JAKARTA, KOMPAS.com - Belakangan, koteka atau pakaian adat untuk pria khas dari Papua kembali ramai diperbincangkan.
Setelah dua orang aktivis Papua yang menjadi terdakwa di persidangan Pengadilan Negeri Jakarta Pusat menggunakan koteka di ruang sidang.
Pakaian keduanya justru mendapat teguran hakim.
Para aktivis memprotes teguran yang terkesan diskriminatif itu sampai membuat Humas PN Jakarta Pusat memberikan klarifikasi.
Lalu, seperti apa sebenarnya penggunaan koteka bagi masyarakat Papua?
Sejumlah pemberitaan Harian Kompas mencatat, koteka sebenarnya bukan nama asli yang diberikan dari baju adat Papua tersebut.
Di Suku Dani, tempat koteka masih eksis digunakan, koteka disebut dengan nama Holim. Kaum pria biasanya menggunakan holim yang terbuat dari kulit labu air tersebut.
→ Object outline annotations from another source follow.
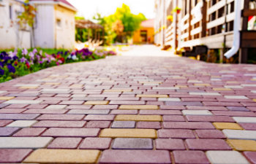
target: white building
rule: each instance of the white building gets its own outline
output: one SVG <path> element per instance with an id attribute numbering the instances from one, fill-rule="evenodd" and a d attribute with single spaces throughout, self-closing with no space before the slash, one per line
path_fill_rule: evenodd
<path id="1" fill-rule="evenodd" d="M 19 29 L 17 16 L 23 12 L 22 1 L 0 0 L 0 49 L 31 47 L 29 28 Z"/>
<path id="2" fill-rule="evenodd" d="M 17 16 L 23 11 L 23 2 L 0 0 L 0 49 L 74 47 L 76 9 L 72 4 L 66 0 L 30 0 L 37 9 L 33 29 L 21 31 Z"/>

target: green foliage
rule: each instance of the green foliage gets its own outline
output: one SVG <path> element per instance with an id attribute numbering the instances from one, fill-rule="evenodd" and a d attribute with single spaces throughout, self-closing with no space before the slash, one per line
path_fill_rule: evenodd
<path id="1" fill-rule="evenodd" d="M 36 17 L 37 9 L 30 5 L 29 0 L 26 0 L 23 4 L 24 11 L 18 15 L 18 23 L 21 28 L 26 28 L 26 25 L 33 26 L 34 17 Z"/>
<path id="2" fill-rule="evenodd" d="M 105 17 L 105 30 L 107 31 L 108 42 L 113 42 L 114 39 L 119 36 L 113 31 L 112 27 L 117 20 L 121 20 L 124 26 L 122 36 L 127 41 L 127 38 L 132 37 L 133 32 L 140 28 L 141 21 L 146 20 L 144 15 L 140 13 L 134 15 L 131 12 L 129 7 L 123 4 L 121 7 L 118 7 L 114 14 Z M 120 41 L 119 41 L 120 42 Z"/>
Holim dibuat dengan kulit labu yang dikeringkan lalu menjadi sarung untuk penis lelaki suku Dani.
Bukan kali pertama holim atau koteka tersebut diributkan di kanca nasional.
Pada tahun 1970, pernah ada operasi koteka yang dilakukan pemerintah Papua setempat untuk mengganti koteka dengan celana pendek.
Akan tetapi, koteka hingga kini bisa eksis di tengah-tengah masyarakat karena dipercaya sebagai salah satu budaya peninggalan nenek moyang orang Papua.
Enam aktivis Papua yang menjadi terdakwa kasus makar menjalani persidangan di Pengadilan Negeri Jakarta Pusat, Senin (20/1/2020).
Dua di antaranya tetap menggunakan koteka meski sempat ditegur hakim majelis hakim pekan lalu.
Adapun yang kala itu mengenakan pakaian koteka adalah Anes Tabuni dan Ambrosius Mulait. Mereka juga mengenakan mahkota khas adat Papua di kepala mereka.